Ogni cosa, ogni emozione, ogni esperienza ha il suo tempo. Nell’era del tutto e subito, questo è un assunto che provoca pruriti, fastidi epidermici; perché nulla si può attendere, nulla vale la pena di aspettare che maturi. Nulla si legge nell’ottica del saper cogliere le cose della vita quando esse sono realmente là per noi.
La legge del desiderio imperante, del volere morbosamente per poi gettare via. Del desiderare quel che non si potrebbe (e spesso dovrebbe). Usare, utilizzare, godere velocemente, poi virare su un altro obiettivo. E poco importa, se proprio vogliamo edulcorare, quando ciò si declina su cose materiali; perché il problema si materializza quando ad essere oggetto di questo sono le persone.
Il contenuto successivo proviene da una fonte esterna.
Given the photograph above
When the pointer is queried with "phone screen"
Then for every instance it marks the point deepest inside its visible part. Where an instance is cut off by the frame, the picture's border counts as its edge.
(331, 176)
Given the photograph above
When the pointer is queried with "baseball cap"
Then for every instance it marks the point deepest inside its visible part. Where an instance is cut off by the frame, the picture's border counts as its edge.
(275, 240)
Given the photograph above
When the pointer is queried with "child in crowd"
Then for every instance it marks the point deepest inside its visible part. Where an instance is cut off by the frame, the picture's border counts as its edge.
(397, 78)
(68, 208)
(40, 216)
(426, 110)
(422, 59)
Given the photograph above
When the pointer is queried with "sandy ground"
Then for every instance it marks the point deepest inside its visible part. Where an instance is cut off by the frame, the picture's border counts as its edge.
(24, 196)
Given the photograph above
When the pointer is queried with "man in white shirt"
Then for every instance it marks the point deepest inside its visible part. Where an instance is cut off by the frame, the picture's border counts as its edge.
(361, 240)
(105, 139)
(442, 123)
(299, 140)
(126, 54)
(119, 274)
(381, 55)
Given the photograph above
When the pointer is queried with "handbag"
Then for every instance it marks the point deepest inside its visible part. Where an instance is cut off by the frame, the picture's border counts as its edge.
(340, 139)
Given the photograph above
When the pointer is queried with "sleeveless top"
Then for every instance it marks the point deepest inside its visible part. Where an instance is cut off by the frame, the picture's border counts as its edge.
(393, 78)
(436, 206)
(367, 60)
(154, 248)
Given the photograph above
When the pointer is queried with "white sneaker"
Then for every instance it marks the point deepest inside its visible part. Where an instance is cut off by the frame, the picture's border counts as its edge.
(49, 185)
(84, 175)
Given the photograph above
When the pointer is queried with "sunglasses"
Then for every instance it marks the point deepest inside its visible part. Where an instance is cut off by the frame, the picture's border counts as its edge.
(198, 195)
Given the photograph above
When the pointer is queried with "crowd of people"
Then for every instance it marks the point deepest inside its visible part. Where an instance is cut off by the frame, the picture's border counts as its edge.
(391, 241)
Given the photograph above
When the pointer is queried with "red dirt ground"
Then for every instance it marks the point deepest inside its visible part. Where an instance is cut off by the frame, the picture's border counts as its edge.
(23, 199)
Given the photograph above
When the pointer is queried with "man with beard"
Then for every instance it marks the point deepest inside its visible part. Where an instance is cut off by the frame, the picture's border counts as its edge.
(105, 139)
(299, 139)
Non sappiamo più aspettare
Abbiamo perso la capacità di vedere ”oltre”, di capire che il tempo spesso ha in serbo per noi la versione migliore delle cose; perché averle quando abbiamo l’età giusta, quando le condizioni sono giuste, quando tutto è in linea, fa tutta la differenza del mondo.
Specie se questo tempo ci aiuta a capire. A leggere fra le righe delle decisioni che dovremmo prendere e di quelle che non dovremmo prendere. Ad osservare e valutare se, realmente, quel sogno o desiderio ha le potenzialità per divenire la realtà che ci siamo immaginati.
Non sappiamo più aspettare. Non aspettiamo più le occasioni giuste, non aspettiamo più le persone giuste. Semplicemente le vogliamo morbosamente, perché abbiamo negli occhi e nel cervello la falsa sensazione ormai radicata che tutto si può avere. Subito e senza conseguenze se poi ci stanchiamo o procuriamo qualche danno.
Il dono che non dovremmo mai smarrire
Ma nell’era del tutto e subito, dell’immagine delle emozioni che non lascia nulla, nei giorni dell’amicizia e dell’amore virtuale, c’è un dono che non dovremmo mai smarrire: la capacità di aspettare. La voglia di accarezzare il tempo sapendo che esso, prima o dopo, ci porrà silenziosamente dove dovremo essere. E con chi dovremo essere. La forza di non ascoltare la ingorda bramosia che la realtà esterna costantemente ci instilla. E che, il più delle volte, ci spinge come inconsapevoli robot desideranti ad usare. Qualsiasi cosa, chiunque. Finendo per usare, a lungo andare, anche noi stessi.